One of the things that I haven't had time to do until recently, and will be discussing in the next column is a discussion of Sony's SuperBit compression technology.

I've just completed viewing Panic Room.

As mentioned, I have been comparing different compressions on a number of the Sony SuperBit titles and have come away with a very positive mind set.

Panic Room is a superb transfer.

It faithfully reproduces the theatrical densities and production values of the film as projected theatrically.

Some of the most difficult areas for transfer to home video and especially to digital video have been haze, smoke, rain and other more ethereal or translucent light values being transferred from film to video.

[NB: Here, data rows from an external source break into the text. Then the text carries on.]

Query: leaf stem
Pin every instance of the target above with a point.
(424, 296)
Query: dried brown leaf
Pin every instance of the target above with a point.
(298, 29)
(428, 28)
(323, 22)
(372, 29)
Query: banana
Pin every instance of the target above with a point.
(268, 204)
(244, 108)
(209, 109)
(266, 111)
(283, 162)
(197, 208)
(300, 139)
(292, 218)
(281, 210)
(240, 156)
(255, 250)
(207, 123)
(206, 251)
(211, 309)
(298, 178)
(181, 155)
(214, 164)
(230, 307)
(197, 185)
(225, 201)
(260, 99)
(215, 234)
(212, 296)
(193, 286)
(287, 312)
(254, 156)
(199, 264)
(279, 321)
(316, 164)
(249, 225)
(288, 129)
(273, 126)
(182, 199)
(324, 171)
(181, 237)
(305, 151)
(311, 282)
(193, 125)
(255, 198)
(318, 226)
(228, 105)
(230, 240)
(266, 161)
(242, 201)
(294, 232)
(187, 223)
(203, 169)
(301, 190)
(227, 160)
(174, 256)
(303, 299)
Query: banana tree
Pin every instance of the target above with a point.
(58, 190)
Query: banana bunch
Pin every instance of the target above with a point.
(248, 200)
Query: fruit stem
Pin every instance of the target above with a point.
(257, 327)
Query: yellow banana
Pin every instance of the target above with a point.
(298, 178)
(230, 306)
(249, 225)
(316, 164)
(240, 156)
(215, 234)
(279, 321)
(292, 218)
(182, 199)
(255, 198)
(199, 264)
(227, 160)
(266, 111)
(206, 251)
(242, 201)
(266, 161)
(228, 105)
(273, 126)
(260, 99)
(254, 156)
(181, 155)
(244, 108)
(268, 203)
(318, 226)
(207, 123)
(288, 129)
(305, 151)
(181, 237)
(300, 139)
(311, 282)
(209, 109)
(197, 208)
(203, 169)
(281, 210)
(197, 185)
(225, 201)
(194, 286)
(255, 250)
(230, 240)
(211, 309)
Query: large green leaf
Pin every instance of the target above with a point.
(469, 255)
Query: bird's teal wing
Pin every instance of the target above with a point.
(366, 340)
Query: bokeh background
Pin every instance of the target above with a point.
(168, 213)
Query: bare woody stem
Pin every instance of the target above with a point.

The transfer of Panic Room handles all of these anomalies beautifully, down to the last detail.

Shot in extremely low key, this is a film which should look downright awful on video.

But it doesn't.

While viewing I could not get past the thought of what this film might have looked like in a non-SB transfer and compression.

Please keep in mind as you view video -- and film -- that low densities can be quite sharp, but the lower the contrast levels, the lower the APPARENT sharpness and the higher the noise values.

Panic Room, while being extremely low contrast has full shadow detail and sharpness.

To my eye this is a superb transfer.

As a point of reference Panic Room was viewed projected on a 110" screen with 1.3x reflectance.